This is a re-post from one of my favorite articles that I originally posted on 7/23/2018 on my old Blogger blog.
I think I would really like to revisit automating the extraction of text from PDF files. There is a lot of untapped value many companies could be leveraging but aren’t.
Recently, I received a request from a team member to find a way to:
- Extract a large amount of text from a large PDF file.
- Once I get the text out I’ll need to parse and get specific elements in to an excel file.
- Format the Excel file in to specific tabs for each type of report I extract and add column headers
- Create validation code where I connect to a data warehouse using an Ajax web service and Ajax call in the Excel macro to validate the data based on an ID in one of the columns
Pretty cool right?
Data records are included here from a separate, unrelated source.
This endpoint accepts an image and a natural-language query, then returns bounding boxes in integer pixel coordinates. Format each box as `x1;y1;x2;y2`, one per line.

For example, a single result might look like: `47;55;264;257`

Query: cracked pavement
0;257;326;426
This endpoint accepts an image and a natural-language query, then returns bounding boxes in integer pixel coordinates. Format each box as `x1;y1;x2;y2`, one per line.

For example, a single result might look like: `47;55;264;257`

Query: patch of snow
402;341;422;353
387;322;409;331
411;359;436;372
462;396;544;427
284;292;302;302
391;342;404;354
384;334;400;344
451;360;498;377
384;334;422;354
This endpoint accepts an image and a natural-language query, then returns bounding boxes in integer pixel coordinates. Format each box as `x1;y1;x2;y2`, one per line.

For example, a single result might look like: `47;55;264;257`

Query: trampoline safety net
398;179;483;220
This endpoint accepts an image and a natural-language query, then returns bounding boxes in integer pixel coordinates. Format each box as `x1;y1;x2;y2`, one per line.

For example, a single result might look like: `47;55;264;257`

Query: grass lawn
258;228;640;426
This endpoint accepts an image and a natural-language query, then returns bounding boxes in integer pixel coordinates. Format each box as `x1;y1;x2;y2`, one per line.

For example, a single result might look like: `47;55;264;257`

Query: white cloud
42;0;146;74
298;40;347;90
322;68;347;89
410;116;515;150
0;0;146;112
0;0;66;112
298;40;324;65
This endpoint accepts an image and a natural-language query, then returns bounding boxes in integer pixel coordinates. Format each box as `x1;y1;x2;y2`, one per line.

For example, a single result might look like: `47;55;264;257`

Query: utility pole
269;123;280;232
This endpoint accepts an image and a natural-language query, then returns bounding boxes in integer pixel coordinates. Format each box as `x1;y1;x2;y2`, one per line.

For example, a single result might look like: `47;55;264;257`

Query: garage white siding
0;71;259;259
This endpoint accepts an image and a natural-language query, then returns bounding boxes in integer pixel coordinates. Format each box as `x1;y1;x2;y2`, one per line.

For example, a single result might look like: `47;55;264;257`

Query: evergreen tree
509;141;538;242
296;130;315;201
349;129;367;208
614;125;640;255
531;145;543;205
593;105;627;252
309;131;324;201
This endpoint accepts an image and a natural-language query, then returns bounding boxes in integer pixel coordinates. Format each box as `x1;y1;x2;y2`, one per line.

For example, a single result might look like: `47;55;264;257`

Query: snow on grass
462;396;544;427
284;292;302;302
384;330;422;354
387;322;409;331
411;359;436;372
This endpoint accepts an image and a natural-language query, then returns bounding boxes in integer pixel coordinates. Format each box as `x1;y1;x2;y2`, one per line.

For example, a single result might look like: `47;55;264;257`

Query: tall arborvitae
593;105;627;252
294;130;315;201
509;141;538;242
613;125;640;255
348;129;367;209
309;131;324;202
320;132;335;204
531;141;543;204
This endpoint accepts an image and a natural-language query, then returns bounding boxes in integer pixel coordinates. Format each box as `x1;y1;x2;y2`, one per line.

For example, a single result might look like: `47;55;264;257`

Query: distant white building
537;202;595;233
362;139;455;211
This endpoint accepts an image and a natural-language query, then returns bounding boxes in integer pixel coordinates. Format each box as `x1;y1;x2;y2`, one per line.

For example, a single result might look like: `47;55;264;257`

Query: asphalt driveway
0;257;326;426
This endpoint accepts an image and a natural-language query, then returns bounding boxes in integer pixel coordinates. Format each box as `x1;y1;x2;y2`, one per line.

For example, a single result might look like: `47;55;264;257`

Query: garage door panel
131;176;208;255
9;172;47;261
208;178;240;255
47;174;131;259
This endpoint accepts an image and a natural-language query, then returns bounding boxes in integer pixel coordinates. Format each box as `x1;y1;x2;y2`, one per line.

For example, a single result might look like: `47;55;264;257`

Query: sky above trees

Just finished the prototype today! 7/31/2018.
In this article I’ll be covering the first step of this task where I use a free tool called Ghostscript to extract text from a PDF file.
What is Ghostscript?
Ghostscript is a high-performance Postscript and PDF interpreter and rendering engine with the most comprehensive set of page description languages (PDL’s) on the market today and technology conversion capabilities covering PDF, PostScript, PCL and XPS languages.
Ghostscript has been under active development for over 20 years, and offers an extremely versatile feature set and can be deployed across a wide range of platforms, modules, end uses (embedding in hardware, as an engine in document management systems, providing cloud solution integration and as an engine in leading PDF generators and tools).
How to extract text from a PDF using GhostScript
Please note that the PDF file must be formatted correctly (text not image only).
– Download Ghostscript
– Install Ghostscript
– Copy your pdf file to the bin directory where you installed Ghostscript
– Open a command line window at the bin directory (as Administrator if you get access error when running).
– Sample Command: gswin64 -sDEVICE=txtwrite -o[Output File Name] [Input File Name]
– Sample ghostscript command: gswin64 -sDEVICE=txtwrite -ooutput2.txt test.pdf
I hope this helps someone!
~ Cyber Abyss